By nearly any measure–ok, probably by every measure, CEO pay is vastly disproportionate to the pay of the average worker.  Here’s one example (via Bloomberg):

Former fashion jewelry saleswoman Rebecca Gonzales and former Chief Executive Officer Ron Johnson have one thing in common: J.C. Penney Co. (JCP) no longer employs either.

The similarity ends there. Johnson, 54, got a compensation package worth 1,795 times the average wage and benefits of a U.S. department store worker when he was hired in November 2011, according to data compiled by Bloomberg. Gonzales’s hourly wage was $8.30 that year.

Read the rest of the article (charts and all).  In light of this and similar facts, Congress tried to work up something.  Since Congress mostly sucks at lawmaking, they passed a rule that companies need at least to disclose the ratio.

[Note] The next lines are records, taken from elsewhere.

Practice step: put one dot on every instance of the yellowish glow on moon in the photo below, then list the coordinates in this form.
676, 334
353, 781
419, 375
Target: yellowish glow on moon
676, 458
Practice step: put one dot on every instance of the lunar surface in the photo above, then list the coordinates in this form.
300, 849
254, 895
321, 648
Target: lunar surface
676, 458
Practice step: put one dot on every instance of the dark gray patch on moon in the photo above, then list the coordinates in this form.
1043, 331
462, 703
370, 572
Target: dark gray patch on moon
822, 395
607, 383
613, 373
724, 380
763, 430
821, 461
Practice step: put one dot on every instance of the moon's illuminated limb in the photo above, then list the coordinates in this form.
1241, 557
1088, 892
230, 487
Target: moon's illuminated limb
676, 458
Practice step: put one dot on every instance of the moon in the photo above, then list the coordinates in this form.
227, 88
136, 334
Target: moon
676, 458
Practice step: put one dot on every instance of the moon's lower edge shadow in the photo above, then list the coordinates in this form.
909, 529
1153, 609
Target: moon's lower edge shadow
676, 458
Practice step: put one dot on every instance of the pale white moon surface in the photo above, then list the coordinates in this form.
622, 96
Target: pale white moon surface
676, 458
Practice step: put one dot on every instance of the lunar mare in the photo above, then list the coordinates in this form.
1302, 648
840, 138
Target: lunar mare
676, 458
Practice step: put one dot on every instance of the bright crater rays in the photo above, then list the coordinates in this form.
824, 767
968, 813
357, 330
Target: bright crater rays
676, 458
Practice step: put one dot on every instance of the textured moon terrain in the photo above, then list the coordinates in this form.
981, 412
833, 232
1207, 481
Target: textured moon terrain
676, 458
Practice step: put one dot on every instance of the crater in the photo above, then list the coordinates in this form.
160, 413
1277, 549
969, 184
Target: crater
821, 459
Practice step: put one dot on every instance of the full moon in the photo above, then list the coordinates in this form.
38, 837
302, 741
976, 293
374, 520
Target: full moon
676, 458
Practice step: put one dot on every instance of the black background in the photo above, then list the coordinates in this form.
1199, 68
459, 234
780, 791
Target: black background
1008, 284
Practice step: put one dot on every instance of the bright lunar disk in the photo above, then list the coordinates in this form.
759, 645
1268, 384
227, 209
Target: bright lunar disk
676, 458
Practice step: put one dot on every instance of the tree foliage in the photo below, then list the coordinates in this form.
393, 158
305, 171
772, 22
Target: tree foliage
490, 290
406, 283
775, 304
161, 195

This rule was not long for the world, as the House Financial Services Committee has just voted to repeal that mandate.  One member, Jeb Hensarling, reasoned thusly:

Today, joked House Financial Services chair Jeb Hensarling from Texas, CEO-worker pay disclosure, tomorrow a mandate that companies calculate the ratio of office supplies they get from national big box retailers to the goods they get from locals — or the ratio of healthy to unhealthy drinks in company soda machines.

Yes, when will these burdensome disclosures end?